Boxtree is a small lib for JavaScript execution in an isolated, browser environment (box). You can spawn new boxes from your script, creating - tree of boxes.
Boxtree depends on PhantomJS 1.9.7. You need to have it installed on the PATH, or provide a path to the binary (check the Configuration section).
After you make sure you have PhantomJS (installed on the PATH or as a standalone binary), run this in the root of your project:
$ npm install boxtree --save
Boxtree exposes a Boxtree class, from which you declare an instance (usually there is no need to declare more than 1, still I wanted to make it more flexible allowing multiple boxtrees).
var pathUtils = require("path"),
Boxtree = require("boxtree").Boxtree,
poolSize = 20, // number of boxes in the pool
forAllowedTime = 10000; // time before a box should time-out
var boxtree = new Boxtree(
pathUtils.resolve( "..", "bin", "phantomjsBinary" ),
20
);
boxtree.init( function() {
boxtree.reserveBox( function(box) {
box
.addScript( ( "( " + ( function() {
// ...
} ) + " )();" )
.addScript( ( "( " + ( function() {
boxApi.emitEvent( "finish", "Box has finished work." );
} ) + " )();" )
.setUrl("...") // if you need to execute the script on a specific page ( works with file:// and url )
.on( "error", function(error) {
// handle error
} )
.on( "finish", function(result) {
// handle success
// release box after you are finished with it
boxtree.releaseBox( box )
// scrap boxtree
boxtree.finalize( function() {
//
} );
} )
.run( forAllowedTime );
} );
} );
var boxtree = new Boxtree(
phantomPath,
poolSize,
bucketsCount
);
The constructor of Boxtree accepts 3 parameters:
- phantomPath - path to phantomjs binary (put
null
in case it's on the PATH) - poolSize - number of pages in the pool (creating pages is time-consuming, that's why there is a pool)

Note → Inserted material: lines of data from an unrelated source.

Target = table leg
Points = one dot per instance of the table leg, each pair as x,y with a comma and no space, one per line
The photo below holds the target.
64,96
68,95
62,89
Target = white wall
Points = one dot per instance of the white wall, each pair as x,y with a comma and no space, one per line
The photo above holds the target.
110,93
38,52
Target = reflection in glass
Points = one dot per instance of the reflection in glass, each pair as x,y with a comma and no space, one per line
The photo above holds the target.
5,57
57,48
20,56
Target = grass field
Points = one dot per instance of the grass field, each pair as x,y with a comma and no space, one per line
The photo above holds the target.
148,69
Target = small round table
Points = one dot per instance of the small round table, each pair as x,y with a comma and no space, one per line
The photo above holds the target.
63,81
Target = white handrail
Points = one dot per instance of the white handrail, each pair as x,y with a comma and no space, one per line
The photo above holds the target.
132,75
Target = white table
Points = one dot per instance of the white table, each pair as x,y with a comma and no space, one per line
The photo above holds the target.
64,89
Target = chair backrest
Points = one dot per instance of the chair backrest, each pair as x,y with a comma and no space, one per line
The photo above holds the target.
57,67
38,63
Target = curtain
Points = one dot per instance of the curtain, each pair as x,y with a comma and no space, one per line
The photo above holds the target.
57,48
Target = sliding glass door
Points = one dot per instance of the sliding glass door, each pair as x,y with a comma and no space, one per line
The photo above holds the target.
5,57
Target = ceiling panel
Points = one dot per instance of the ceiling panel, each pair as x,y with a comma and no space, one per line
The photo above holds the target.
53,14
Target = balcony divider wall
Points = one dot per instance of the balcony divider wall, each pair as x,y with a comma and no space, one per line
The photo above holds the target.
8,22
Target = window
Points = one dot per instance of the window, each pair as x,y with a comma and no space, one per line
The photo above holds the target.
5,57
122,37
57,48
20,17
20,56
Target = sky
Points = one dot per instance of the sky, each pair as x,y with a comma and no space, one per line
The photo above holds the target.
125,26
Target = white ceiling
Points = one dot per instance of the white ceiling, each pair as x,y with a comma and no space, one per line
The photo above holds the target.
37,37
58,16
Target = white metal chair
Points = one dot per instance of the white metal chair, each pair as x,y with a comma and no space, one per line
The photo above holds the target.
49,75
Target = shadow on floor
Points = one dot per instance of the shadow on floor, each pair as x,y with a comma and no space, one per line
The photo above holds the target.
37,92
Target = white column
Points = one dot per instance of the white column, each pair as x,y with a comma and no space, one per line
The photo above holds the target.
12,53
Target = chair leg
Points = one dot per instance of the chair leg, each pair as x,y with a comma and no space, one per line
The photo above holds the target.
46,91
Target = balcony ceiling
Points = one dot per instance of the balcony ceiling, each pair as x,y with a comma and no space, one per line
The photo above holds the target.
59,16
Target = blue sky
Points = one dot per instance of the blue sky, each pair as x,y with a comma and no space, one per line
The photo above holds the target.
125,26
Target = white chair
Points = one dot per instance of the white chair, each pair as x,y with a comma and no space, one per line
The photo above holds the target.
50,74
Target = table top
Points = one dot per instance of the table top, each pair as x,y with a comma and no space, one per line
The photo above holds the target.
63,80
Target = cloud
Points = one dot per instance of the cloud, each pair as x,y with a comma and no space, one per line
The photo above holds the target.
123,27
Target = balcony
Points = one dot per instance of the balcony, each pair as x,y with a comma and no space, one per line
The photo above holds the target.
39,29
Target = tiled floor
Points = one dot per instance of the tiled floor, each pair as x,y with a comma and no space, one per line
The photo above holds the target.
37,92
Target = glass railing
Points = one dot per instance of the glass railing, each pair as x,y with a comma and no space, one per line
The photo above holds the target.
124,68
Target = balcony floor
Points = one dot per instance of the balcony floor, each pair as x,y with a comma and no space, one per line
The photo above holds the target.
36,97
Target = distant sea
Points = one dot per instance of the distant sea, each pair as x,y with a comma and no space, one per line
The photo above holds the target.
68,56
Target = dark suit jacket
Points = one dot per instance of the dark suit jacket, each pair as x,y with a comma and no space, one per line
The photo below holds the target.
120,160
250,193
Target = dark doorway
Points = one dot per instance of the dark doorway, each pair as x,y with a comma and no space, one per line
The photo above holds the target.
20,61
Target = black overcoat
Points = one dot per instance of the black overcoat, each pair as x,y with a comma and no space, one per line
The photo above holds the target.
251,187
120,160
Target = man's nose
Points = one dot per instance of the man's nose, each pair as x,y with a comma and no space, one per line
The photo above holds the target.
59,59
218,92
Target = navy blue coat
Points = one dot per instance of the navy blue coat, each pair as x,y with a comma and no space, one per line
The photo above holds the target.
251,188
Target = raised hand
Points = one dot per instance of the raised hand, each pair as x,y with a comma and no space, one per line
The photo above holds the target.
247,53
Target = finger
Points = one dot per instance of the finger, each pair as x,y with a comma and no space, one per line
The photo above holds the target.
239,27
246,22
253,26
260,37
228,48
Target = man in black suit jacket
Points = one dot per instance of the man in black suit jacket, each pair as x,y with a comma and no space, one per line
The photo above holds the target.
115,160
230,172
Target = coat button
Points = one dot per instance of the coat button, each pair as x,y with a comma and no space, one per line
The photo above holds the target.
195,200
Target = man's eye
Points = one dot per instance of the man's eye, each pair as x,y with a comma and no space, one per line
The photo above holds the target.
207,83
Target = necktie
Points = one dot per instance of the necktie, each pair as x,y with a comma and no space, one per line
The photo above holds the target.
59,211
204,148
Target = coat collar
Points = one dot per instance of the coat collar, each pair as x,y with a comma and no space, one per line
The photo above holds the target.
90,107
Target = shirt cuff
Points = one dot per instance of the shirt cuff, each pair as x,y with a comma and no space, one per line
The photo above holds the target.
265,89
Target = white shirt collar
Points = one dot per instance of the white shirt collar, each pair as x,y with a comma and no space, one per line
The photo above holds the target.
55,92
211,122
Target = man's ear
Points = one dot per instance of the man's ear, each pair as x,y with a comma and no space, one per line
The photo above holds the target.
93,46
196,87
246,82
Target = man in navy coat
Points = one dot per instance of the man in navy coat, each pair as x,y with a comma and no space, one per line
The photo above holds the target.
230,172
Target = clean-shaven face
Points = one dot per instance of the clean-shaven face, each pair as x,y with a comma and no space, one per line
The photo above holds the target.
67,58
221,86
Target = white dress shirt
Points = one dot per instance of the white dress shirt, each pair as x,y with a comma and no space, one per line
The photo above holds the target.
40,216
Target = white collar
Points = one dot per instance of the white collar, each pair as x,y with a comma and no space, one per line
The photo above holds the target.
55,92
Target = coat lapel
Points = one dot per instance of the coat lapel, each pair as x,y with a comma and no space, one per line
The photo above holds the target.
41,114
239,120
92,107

- bucketsCount - number of phantomjs instances to fill the specified poolSize
Because, sometimes a single script, in a single page, might cause an entire instance of PhantomJS to crash, dragging all the other running boxes with it if they all spawn from the same phantomjs process. That's why we allow any poolSize on any number of buckets (phantomjs instances).
Every bucket provides n pages for the pool, where n = poolSize / bucketsCount
. For example:
poolSize = 20
bucketsCount = 5
pagesPerBucket = 20 / 5 = 4
On PhantomJS complete crash, all boxes that were created using its pages, are recreated with pages from another bucket (or multiple others).
Currently there is no lazy initialization - the pool has to be filled, before the boxtree can be used.
There is a possibility that at the time you request a box, there isn't a page ready to create a box with it.
This is why the box is returned to you in a callback.
When you are finished with a certain box, you have to make sure to release it, to allow the pool to regain the missing page.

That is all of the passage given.